SER Outcomes: Recommendations

  • Twenty-eight actionable recommendations.
  • Recommendations were ranked and prioritized based on impact, evidence, importance, sustainability, resources, and likelihood of implementation.
  • Top scoring recommendation: implement behavioral incentives and deterrents that can be ratcheted up or down.
  • Other recommendation themes: improving mental health supports, improving information sharing, adapting START program practices, mentoring, education and job training continuity.

The SER process facilitated communication in a high-trust environment, allowing START SER Team members to build on their existing spirit of cooperation to generate insights about the program and how it can be improved.

The emphasis on open data sharing between stakeholders helped reduce the effects of institutional siloing, as START SER Team members were able to benefit from the data and documentation of other members during the SER sessions.

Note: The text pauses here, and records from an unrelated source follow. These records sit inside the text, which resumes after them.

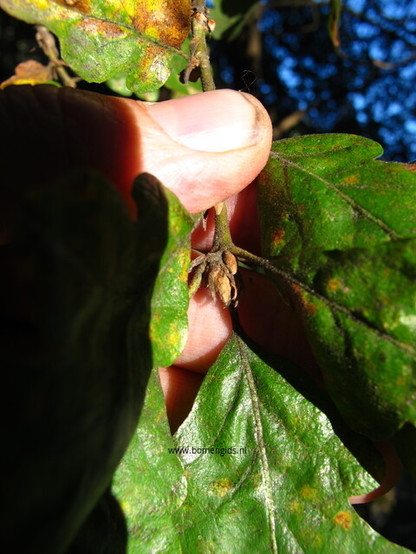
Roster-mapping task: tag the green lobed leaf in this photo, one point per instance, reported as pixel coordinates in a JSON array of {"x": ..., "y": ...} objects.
[
  {"x": 150, "y": 482},
  {"x": 256, "y": 468},
  {"x": 100, "y": 39},
  {"x": 170, "y": 298},
  {"x": 335, "y": 222}
]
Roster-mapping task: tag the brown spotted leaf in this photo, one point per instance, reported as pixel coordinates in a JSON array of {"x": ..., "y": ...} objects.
[
  {"x": 30, "y": 72},
  {"x": 102, "y": 38}
]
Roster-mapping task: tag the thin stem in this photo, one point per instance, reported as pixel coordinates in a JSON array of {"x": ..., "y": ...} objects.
[{"x": 200, "y": 27}]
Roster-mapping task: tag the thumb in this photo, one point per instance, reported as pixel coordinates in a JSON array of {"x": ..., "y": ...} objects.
[
  {"x": 204, "y": 147},
  {"x": 207, "y": 147}
]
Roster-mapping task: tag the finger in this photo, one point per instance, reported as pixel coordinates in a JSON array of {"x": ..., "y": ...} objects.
[
  {"x": 219, "y": 142},
  {"x": 204, "y": 147},
  {"x": 209, "y": 329}
]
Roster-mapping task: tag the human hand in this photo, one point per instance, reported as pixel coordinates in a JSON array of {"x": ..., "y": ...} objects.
[{"x": 206, "y": 148}]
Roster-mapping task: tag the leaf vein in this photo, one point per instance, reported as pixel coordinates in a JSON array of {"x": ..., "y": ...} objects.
[
  {"x": 258, "y": 430},
  {"x": 351, "y": 202}
]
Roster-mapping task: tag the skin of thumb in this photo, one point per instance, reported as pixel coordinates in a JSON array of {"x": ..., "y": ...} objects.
[{"x": 206, "y": 147}]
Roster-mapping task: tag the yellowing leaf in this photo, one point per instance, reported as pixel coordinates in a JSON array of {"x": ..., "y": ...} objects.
[
  {"x": 30, "y": 73},
  {"x": 102, "y": 38}
]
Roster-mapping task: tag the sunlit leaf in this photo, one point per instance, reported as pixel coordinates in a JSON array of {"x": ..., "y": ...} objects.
[
  {"x": 256, "y": 467},
  {"x": 150, "y": 482},
  {"x": 30, "y": 72},
  {"x": 336, "y": 222},
  {"x": 100, "y": 39},
  {"x": 170, "y": 298}
]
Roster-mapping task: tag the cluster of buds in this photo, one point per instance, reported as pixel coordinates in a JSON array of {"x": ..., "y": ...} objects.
[{"x": 217, "y": 270}]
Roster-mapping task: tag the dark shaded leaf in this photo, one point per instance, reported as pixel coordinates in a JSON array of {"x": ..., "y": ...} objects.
[{"x": 75, "y": 284}]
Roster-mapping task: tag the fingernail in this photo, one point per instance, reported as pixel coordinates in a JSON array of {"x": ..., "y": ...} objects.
[{"x": 214, "y": 121}]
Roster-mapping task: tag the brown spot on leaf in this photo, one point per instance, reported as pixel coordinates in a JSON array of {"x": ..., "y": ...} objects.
[
  {"x": 82, "y": 6},
  {"x": 301, "y": 296},
  {"x": 351, "y": 179},
  {"x": 110, "y": 30},
  {"x": 165, "y": 20},
  {"x": 344, "y": 520}
]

Continuing Sentinel Event Reviews

  • Forming a team – Have a champion, the right people and right agencies participating, and practice information sharing.
  • Selecting cases – Apply a balanced approach to examine various outcomes and investigate ideas about areas for improvement; involve the whole team and external stakeholders if possible.
  • Executing sessions – Promote strong facilitation, shared expectations, information sharing, and active participation.

Prioritizing and Implementing Recommendations

  • Individual team members should take ownership and responsibility for specific recommendations.
  • Develop a data-driven Implementation Plan that incorporates sustainability.
  • Prioritize recommendations with ranking tools and readiness assessments informed by Implementation Science.

Exit survey results from Sentinel Event Review participants suggest broad endorsement of the Sentinel Event Review process as an effective means to generate ideas to improve program outcomes. Collectively, the final report demonstrates that Sentinel Event Reviews can be effectively implemented within a federal probation and parole reentry program and produce actionable recommendations for improvement.